How life could have appeared in an “RNA world”

It’s the ultimate chicken and egg riddle. Life does not function without tiny molecular machines called ribosomes, whose job it is to translate genes into proteins. But the ribosomes themselves are made up of proteins. So how was the first life born?

Researchers may have taken the first step toward solving this mystery. They showed that RNA molecules can grow short proteins called peptides on their own – no ribosomes are required. Moreover, this chemistry works under conditions likely present on early Earth.

“It’s an important step forward,” says Claudia Bonfio, an original chemist at the University of Strasbourg who did not take part in the work. The study, she says, offers scientists a new way to think about how peptides were constructed.

Researchers studying the origin of life have long considered RNA to be the central player because it can both carry genetic information and catalyze necessary chemical reactions. It was probably present on our planet before life evolved. But to give rise to modern life, RNA would have had to somehow “learn” to make proteins, and eventually ribosomes. “At the moment, the ribosome just falls from the sky,” says Thomas Carell, a chemist at the Ludwig Maximilian University in Munich.

A clue to this conundrum came from previous lab work. In 2018, Carell and his colleagues were trying to figure out how the four “canonical” bases of RNA could have formed from simpler molecules. In modern cells, these RNA bases – guanine, uracil, adenine and cytosine – make up the genetic letters of messenger RNA (mRNA) that ribosomes read and translate into proteins. However, other “non-canonical” RNA bases are also ubiquitous in modern cells, fulfilling various roles. These include stabilizing the bond between canonical RNAs and “transfer RNAs” that help ribosomes convert the genetic code from mRNA into proteins.

Carell and his colleagues noticed that some of these non-canonical RNAs could have been synthesized from single molecules on early Earth. They and others went on to show that certain non-canonical bases could bind to amino acids, the building blocks of proteins, raising the possibility that they could also bind them together into peptides.

Now Carell’s team reports that a non-canonical RNA base pair can do just that. They started with pairs of RNA strands, each made up of chains of RNA bases linked together in a chain. These pairs of strands were complementary, allowing them to recognize and bind to each other. At one end of the first strand – called the “donor” strand – they included a non-canonical RNA base, called at6A, which is able to bind to an amino acid. At the end of the second strand of RNA, called the “acceptor” strand, they added another non-canonical RNA base, called mnm5U.

Carell’s team found that when complementary donor and acceptor RNA strands bind, the mnm5U grabs the amino acid on the t6A. With the addition of a little heat, t6To let go and switch his amino acid to mnm5U, and complementary strands dissociate and separate.

But the process could repeat itself. A second donor strand carrying another amino acid could then bind to the acceptor strand, and pass on its amino acid, which was bound to the first. The process could create peptide chains up to 15 amino acids long, the team reports today in Nature.

Carell and his colleagues also found that when complementary RNA strands containing non-canonical RNA base pairs bind together, the amino acids they initially share strengthen the binding of the two RNA strands. The result, says Bonfio, is that on early Earth, the formation of peptides and RNA may have been synergistic: RNAs may have helped form peptides, and peptides may have helped stabilize and form RNAs still longer.

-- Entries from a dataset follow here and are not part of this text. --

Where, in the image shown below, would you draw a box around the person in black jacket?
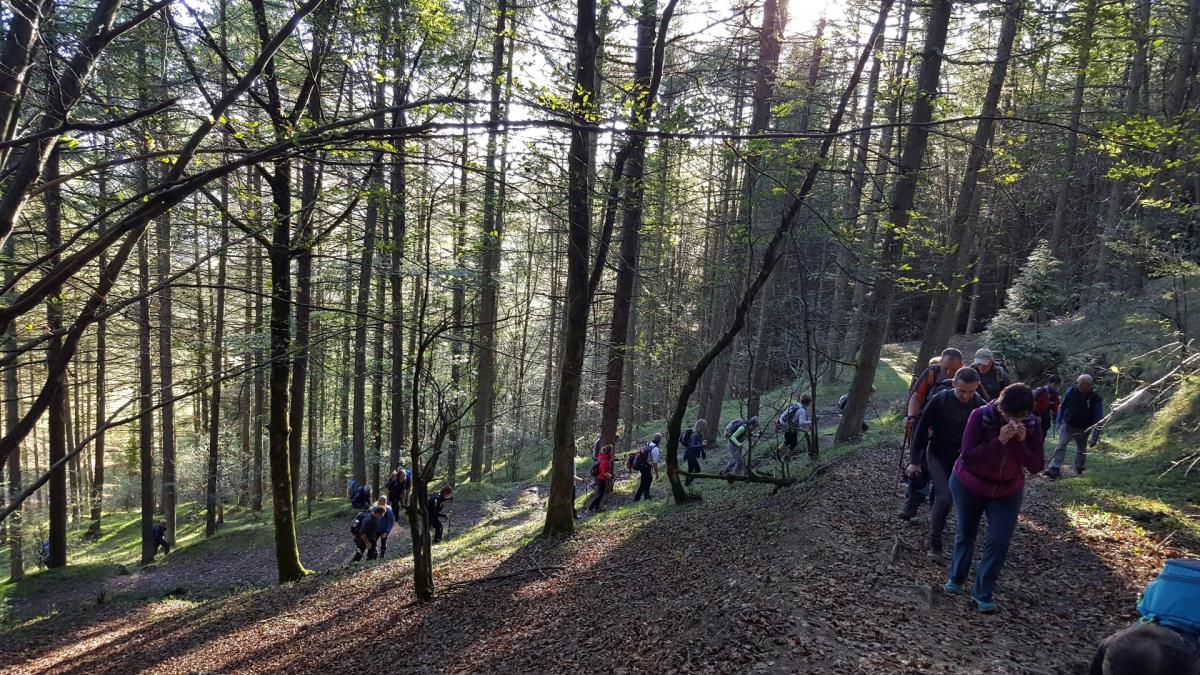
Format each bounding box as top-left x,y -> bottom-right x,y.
905,368 -> 984,562
1044,372 -> 1104,478
680,419 -> 708,485
350,507 -> 386,562
428,485 -> 454,544
150,520 -> 170,557
971,348 -> 1013,401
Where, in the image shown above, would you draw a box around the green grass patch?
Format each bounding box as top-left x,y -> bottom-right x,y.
1046,381 -> 1200,550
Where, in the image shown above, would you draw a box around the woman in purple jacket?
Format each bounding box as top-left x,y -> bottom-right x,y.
946,383 -> 1045,613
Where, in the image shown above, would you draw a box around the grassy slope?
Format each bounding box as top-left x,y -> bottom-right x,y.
0,347 -> 913,617
1046,381 -> 1200,549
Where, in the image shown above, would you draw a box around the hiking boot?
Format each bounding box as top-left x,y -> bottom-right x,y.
971,593 -> 1000,614
925,542 -> 946,562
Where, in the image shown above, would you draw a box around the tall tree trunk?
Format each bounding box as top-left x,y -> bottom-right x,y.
542,0 -> 600,536
845,0 -> 912,319
913,0 -> 1025,375
4,237 -> 22,581
43,150 -> 67,567
826,24 -> 884,384
469,0 -> 510,483
1091,0 -> 1152,289
1050,0 -> 1099,259
600,0 -> 658,443
155,211 -> 176,543
706,0 -> 787,429
746,17 -> 825,417
388,24 -> 415,484
836,0 -> 953,441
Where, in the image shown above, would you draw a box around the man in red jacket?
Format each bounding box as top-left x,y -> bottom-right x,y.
588,443 -> 612,513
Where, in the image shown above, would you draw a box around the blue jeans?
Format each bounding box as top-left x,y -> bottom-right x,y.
950,474 -> 1025,602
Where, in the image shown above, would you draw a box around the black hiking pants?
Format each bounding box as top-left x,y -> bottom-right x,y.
683,453 -> 700,486
634,468 -> 654,502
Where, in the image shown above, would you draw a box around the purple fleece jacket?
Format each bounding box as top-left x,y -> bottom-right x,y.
954,402 -> 1045,497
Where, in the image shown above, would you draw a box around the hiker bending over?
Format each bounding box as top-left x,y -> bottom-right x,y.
679,419 -> 708,485
1090,560 -> 1200,675
1033,375 -> 1062,442
946,382 -> 1045,613
349,478 -> 371,510
150,520 -> 170,558
388,466 -> 413,512
971,348 -> 1009,401
905,368 -> 984,561
632,434 -> 662,502
721,417 -> 758,474
904,347 -> 962,435
428,485 -> 454,544
376,497 -> 396,560
1046,372 -> 1104,478
350,507 -> 385,562
775,394 -> 815,461
588,443 -> 612,513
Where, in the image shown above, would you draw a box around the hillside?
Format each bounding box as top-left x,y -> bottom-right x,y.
0,448 -> 1181,673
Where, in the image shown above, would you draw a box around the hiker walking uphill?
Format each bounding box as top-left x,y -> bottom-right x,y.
427,485 -> 454,544
630,434 -> 662,502
971,348 -> 1010,401
946,382 -> 1045,613
1046,372 -> 1104,478
775,394 -> 815,459
376,497 -> 396,560
1033,375 -> 1062,442
388,466 -> 413,508
904,347 -> 962,437
721,417 -> 758,476
350,507 -> 386,562
1088,558 -> 1200,675
588,443 -> 613,513
679,419 -> 708,486
905,368 -> 984,561
150,520 -> 170,557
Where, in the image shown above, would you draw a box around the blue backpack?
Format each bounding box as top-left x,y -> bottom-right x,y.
1138,558 -> 1200,633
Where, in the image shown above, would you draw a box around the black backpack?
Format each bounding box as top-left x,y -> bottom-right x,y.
632,443 -> 650,471
725,417 -> 746,438
350,510 -> 371,534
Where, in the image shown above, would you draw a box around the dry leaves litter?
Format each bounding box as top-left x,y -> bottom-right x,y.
0,449 -> 1178,674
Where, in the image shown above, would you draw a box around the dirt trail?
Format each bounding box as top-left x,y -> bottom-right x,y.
0,449 -> 1178,674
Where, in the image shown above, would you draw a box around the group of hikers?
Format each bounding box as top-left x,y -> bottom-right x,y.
899,348 -> 1104,613
348,466 -> 454,562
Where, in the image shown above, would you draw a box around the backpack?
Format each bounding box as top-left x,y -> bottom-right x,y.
725,417 -> 746,438
775,401 -> 800,431
908,365 -> 943,401
1138,558 -> 1200,633
630,443 -> 652,471
350,510 -> 371,534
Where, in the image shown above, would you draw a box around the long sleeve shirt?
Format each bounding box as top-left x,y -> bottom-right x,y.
910,390 -> 984,466
954,402 -> 1045,497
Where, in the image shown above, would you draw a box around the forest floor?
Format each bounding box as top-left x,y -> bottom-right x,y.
0,439 -> 1181,673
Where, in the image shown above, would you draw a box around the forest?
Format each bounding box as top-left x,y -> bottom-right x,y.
0,0 -> 1200,675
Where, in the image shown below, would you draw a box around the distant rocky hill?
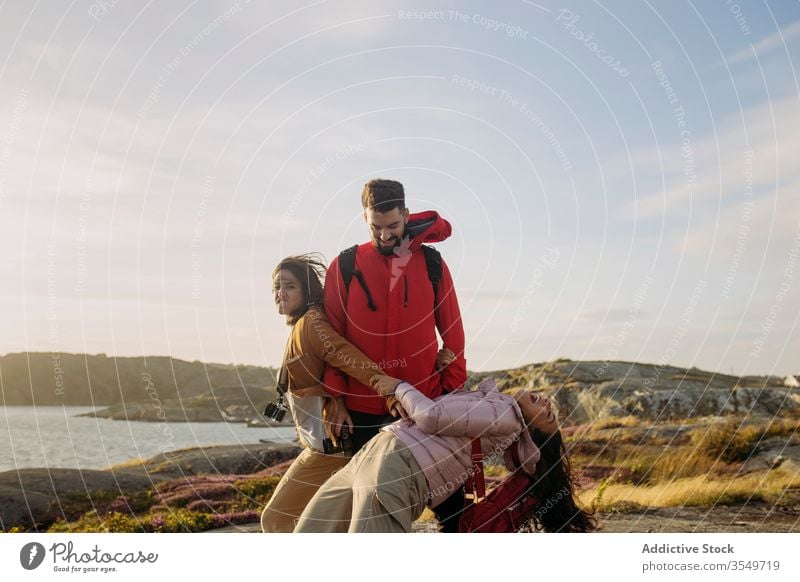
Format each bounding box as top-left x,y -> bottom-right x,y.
0,352 -> 275,408
469,360 -> 800,425
0,353 -> 800,425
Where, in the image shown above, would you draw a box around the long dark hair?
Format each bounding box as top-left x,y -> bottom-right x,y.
272,253 -> 327,325
529,429 -> 597,532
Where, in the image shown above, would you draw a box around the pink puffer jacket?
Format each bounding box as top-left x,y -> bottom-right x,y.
383,379 -> 539,507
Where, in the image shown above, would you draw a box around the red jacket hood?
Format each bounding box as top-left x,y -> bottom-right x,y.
406,210 -> 453,250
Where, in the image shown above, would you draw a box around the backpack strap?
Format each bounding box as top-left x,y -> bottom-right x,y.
339,245 -> 442,311
339,245 -> 358,290
339,245 -> 378,311
471,437 -> 486,502
422,245 -> 442,305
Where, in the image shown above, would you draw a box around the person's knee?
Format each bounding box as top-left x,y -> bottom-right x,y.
261,505 -> 296,533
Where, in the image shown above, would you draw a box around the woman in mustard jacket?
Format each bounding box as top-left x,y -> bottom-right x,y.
261,255 -> 399,532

She and Carell say this synergy could have produced a huge chemical diversity of RNA, peptides and combinations of the two that could then have given rise to the complex chemistry necessary for life, all without the need for ribosomes.

Carell acknowledges that the work is just a “first stepping stone”. Researchers have yet to demonstrate how strands of RNA – containing canonical or other bases – could have selected for specific chains of amino acids needed by real proteins. But with a stepping stone in place, origin-of-life researchers now have an idea of ​​where to go.